Jack-O-Lantern Burgers: Top hamburgers with a cheese slice into which you’ve cut out a jack-o-lantern face (eyes, nose and mouth).
Monsterwiches: Have available an assortment of bits and pieces of various vegetables, such as: carrot shavings (use a vegetable peeler to shave off thin strips of carrots); small slices of black and green olives; slices of red pepper (for lips); shredded lettuce, etc.
Let children spread a piece of bread with cheese spread or peanut butter and add these toppings to make a monsterwich.
Brains With Blood & Pus: Serve spaghetti and marinara sauce with shredded cheese, and call it “brains with blood and pus.” Kids will love eating “gross” food on Halloween, and you will know they are getting a healthful dinner.
Halloween Pasta: Check grocery stores, food specialty stores or craft stores for pasta that comes in Halloween shapes. Use in your favorite pasta recipe.
Witches’ Smiles: Core and cut a red-skinned apple (leave skin on) into long, vertical slices, about ½ ″ wide. Spread one side of apple with a small amount of peanut butter and place on top of a second slice so it looks like the two lips of a mouth. Stick raisins between the red “lips” for “decayed teeth.” If you make ahead of time, coat any exposed flesh of the apple with a little orange or pineapple juice to keep apple from turning brown.
Halloween Party Popcorn: Combine popcorn with your choice of the following ingredients. By mixing Halloween candy with popcorn, you cut back on the total amount of candy offered. Serve with a scoop from a large bowl. Or, fill a self-closing sandwich bag with popcorn mixture for each child.
- raisins and other dried fruit
- candy corn
- gummy worms
- orange/black candies such as “M & M’s” or jelly beans
Popcorn is a good choice for healthy eating. A cup of popcorn (popped) contains only 31 calories when popped without added fat. Popcorn provides fiber, or roughage, that the body needs in the daily diet.
Bony Fingers: Pour popcorn into clear plastic gloves (the type designed for wearing in the kitchen when preparing food). Tie the ends of gloves with orange and black ribbon.
Witches’ Brew: Serve orange juice or apple juice topped with a small scoop of orange sherbet, vanilla ice cream or frozen yogurt. Or, add a few drops of green food coloring to milk, then top with a small scoop of lime sherbet, vanilla ice cream or frozen yogurt, if desired.

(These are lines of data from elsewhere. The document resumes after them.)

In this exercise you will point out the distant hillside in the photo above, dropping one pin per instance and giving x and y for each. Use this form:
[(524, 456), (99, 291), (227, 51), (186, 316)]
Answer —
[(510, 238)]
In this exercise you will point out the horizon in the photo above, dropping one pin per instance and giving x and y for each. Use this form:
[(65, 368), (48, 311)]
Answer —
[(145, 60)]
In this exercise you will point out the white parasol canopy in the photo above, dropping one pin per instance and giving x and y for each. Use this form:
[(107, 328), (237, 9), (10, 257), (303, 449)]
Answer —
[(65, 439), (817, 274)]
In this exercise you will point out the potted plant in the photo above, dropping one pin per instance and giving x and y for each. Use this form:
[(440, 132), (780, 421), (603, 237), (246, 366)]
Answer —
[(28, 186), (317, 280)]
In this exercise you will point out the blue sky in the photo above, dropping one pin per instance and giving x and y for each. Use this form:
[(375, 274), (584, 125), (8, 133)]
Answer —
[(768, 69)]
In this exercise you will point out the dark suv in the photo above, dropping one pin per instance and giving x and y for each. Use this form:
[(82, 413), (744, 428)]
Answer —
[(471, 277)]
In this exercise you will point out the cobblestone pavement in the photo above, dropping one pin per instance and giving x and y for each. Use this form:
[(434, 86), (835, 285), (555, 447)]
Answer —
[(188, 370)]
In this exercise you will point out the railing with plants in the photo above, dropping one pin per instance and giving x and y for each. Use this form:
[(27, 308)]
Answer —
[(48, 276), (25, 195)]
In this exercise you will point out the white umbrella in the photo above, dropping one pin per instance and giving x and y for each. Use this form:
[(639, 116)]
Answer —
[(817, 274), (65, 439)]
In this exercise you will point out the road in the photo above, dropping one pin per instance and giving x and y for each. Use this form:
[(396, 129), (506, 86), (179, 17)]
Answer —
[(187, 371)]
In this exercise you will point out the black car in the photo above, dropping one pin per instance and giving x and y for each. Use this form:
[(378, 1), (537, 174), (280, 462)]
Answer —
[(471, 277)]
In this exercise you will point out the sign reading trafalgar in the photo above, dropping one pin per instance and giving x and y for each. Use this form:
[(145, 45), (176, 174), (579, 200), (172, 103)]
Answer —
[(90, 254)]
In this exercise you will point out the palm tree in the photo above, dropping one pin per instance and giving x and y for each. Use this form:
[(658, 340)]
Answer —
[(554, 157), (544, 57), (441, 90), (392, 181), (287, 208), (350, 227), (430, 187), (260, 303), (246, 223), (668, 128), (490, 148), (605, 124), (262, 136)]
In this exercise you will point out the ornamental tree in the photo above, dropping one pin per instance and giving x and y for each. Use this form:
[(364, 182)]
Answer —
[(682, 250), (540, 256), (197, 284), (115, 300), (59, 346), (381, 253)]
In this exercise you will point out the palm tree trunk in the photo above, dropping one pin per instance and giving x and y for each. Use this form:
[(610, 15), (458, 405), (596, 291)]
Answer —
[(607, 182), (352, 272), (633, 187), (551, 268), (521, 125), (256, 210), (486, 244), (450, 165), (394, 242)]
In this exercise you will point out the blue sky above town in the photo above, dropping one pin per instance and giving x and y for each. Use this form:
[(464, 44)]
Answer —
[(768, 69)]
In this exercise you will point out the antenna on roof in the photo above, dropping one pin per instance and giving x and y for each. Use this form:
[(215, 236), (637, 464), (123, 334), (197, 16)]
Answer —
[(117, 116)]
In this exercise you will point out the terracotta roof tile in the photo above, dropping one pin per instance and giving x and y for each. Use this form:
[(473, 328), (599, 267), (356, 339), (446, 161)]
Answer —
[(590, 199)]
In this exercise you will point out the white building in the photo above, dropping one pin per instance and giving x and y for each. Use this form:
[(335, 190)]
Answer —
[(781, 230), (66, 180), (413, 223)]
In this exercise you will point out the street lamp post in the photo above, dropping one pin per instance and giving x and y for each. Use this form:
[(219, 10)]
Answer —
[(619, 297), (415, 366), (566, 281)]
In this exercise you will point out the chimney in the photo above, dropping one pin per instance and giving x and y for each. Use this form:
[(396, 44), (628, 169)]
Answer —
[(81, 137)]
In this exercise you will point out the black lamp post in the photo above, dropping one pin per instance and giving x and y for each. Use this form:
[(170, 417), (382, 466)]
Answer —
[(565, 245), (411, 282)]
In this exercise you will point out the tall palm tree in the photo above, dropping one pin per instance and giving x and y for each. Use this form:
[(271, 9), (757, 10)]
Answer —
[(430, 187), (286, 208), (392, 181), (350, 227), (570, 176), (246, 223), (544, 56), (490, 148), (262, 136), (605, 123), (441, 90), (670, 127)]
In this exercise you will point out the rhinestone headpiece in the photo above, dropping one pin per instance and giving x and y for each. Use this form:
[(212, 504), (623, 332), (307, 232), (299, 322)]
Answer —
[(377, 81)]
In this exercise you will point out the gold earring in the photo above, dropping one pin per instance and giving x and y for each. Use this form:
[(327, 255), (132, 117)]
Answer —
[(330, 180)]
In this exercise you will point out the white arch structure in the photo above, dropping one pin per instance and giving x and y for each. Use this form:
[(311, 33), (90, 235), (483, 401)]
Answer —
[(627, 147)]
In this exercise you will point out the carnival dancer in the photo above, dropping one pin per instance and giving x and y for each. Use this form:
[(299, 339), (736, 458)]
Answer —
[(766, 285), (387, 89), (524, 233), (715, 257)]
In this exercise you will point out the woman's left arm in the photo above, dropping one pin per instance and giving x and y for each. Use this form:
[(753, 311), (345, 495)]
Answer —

Murky Blood: Combine nutrient-rich cranberry juice, apple cider and orange juice.
Halloween Cookies: Mix red and yellow food coloring until you have an orange color. Mix a few drops into your favorite sugar cookie dough. Cut dough into pumpkin shapes and bake as usual.
A second option is to let children help decorate sugar cookies with orange colored frosting. Make faces with chocolate hips, raisins or dried fruit bits.
Halloween Party Ideas
Select a harvest theme, focusing more on fun and less on food. Get children up and moving to use the calories they have consumed. Party activities could include: dunking for apples; walking through a haunted house; a hayride; a bonfire; decorating pumpkins; pinning a heart on a scarecrow; a costume contest; face painting and temporary tattoos. The children would love to paint you, too!
Offer kids fruits and vegetables of the season: pumpkin muffins; pumpkin pie; pumpkin cookies; hot apple cider; popcorn or baked apples. A plain apple is a very healthy, low-calorie food in the 60-100 calorie range. However, be aware that a large candy apple with caramel contains about 540 calories.
Show children how much you care about them. Give them treats that help them choose wisely today and begin a lifetime of healthy habits. Teach them the importance of making smart choices from each food group, selecting nutrient-dense foods, and getting plenty of physical activity to balance their food intake.